Un film de Nicolas Droin et Prosper Hillairet

 

Musique de Jean-Pierre Stora

 

 

Séquence 01.Image fixe006.jpg

 

 

 

Durée : 58min

2018

 

 

Seizième, sixième film de la série Paris Lignes.

 

Pourquoi le 16è ? Question étonnée de nos interlocuteurs.

La réponse est dans le film : le plus insolite, fantastique, hétéroclite des arrondissements de Paris.

 

Un amoncellement hétérogène de lieux, bâtiments, styles : villas et villages, immeubles imposants et solennels, art nouveau, art déco, moderne, ….

 

Des changements, des ruptures de ton, d’atmosphère, des contrastes, des oppositions,

 

Le 16è comme un paysage naturel. Avec ses falaises, ses lacs, ses océans de façades ….

La ville comme forme de sa propre métamorphose.

Il fallait en faire l’inventaire.

 

Alors nous avons parcouru l’arrondissement en tout sens, en toute saison, tout climat.

Moment de la marche, des marches,

 

Motifs, mouvements, compositions

Au cœur du chaos de la ville

 

Au milieu des lignes ordonnées de la citée

Des formes (et de l’informe) apparaissent (et disparaissent)

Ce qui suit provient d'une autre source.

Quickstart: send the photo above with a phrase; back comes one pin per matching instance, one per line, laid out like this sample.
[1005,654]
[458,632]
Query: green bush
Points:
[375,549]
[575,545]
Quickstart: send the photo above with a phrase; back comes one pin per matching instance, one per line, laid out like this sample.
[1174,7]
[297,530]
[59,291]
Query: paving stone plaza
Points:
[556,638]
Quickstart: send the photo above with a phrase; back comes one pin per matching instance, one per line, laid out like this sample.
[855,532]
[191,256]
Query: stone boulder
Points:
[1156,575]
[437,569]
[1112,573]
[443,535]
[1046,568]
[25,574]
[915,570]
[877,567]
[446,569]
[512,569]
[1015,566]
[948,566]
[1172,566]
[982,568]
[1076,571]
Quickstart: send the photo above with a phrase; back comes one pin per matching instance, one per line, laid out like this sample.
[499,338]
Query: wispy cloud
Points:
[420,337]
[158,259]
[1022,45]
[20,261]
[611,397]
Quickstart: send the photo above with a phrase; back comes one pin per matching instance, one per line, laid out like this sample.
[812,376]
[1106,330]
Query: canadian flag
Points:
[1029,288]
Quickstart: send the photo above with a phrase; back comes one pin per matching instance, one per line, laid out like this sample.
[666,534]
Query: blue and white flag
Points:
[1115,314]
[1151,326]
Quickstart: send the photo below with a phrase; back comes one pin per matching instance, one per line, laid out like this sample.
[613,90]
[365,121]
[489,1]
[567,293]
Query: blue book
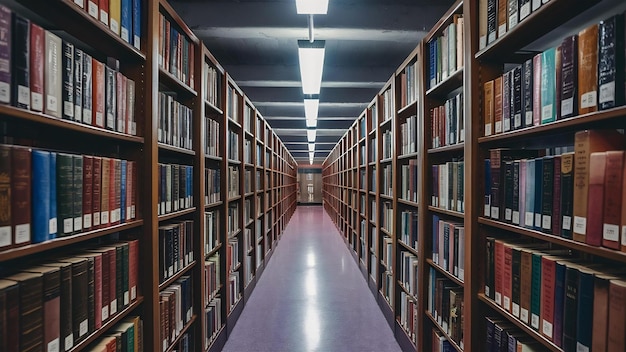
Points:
[52,227]
[538,185]
[137,24]
[41,195]
[123,192]
[126,19]
[548,86]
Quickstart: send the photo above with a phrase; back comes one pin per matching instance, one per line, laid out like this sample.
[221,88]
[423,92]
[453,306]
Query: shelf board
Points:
[445,334]
[583,247]
[571,123]
[527,329]
[443,88]
[106,326]
[30,249]
[446,273]
[49,120]
[177,275]
[173,82]
[549,16]
[446,212]
[176,214]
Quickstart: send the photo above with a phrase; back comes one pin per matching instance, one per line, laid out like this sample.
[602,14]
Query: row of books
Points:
[409,181]
[126,335]
[61,301]
[78,192]
[175,309]
[211,230]
[175,122]
[47,74]
[123,17]
[579,76]
[175,248]
[445,303]
[213,137]
[447,122]
[449,246]
[448,186]
[445,52]
[176,52]
[569,300]
[408,228]
[504,336]
[408,135]
[175,188]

Dessinent non un récit mais des mondes

Non des territoires mais des transitoires

 

Sans ses habitants, comme un monde naturel, sauvage

Question : qu’est-ce qu’il reste d’une ville quand ses habitants l’ont abandonnée ? désertée ?

 

Qu’est-ce que la Forme d’une ville ? La forme pure d'une ville ?

Un autre monde apparait, d’autres mondes : monde animal, végétal, minéral. Où règnent les animaux, végétaux, minéraux. Un monde pétrifié.

 

Un monde de fantômes. Seuls quelques survivants.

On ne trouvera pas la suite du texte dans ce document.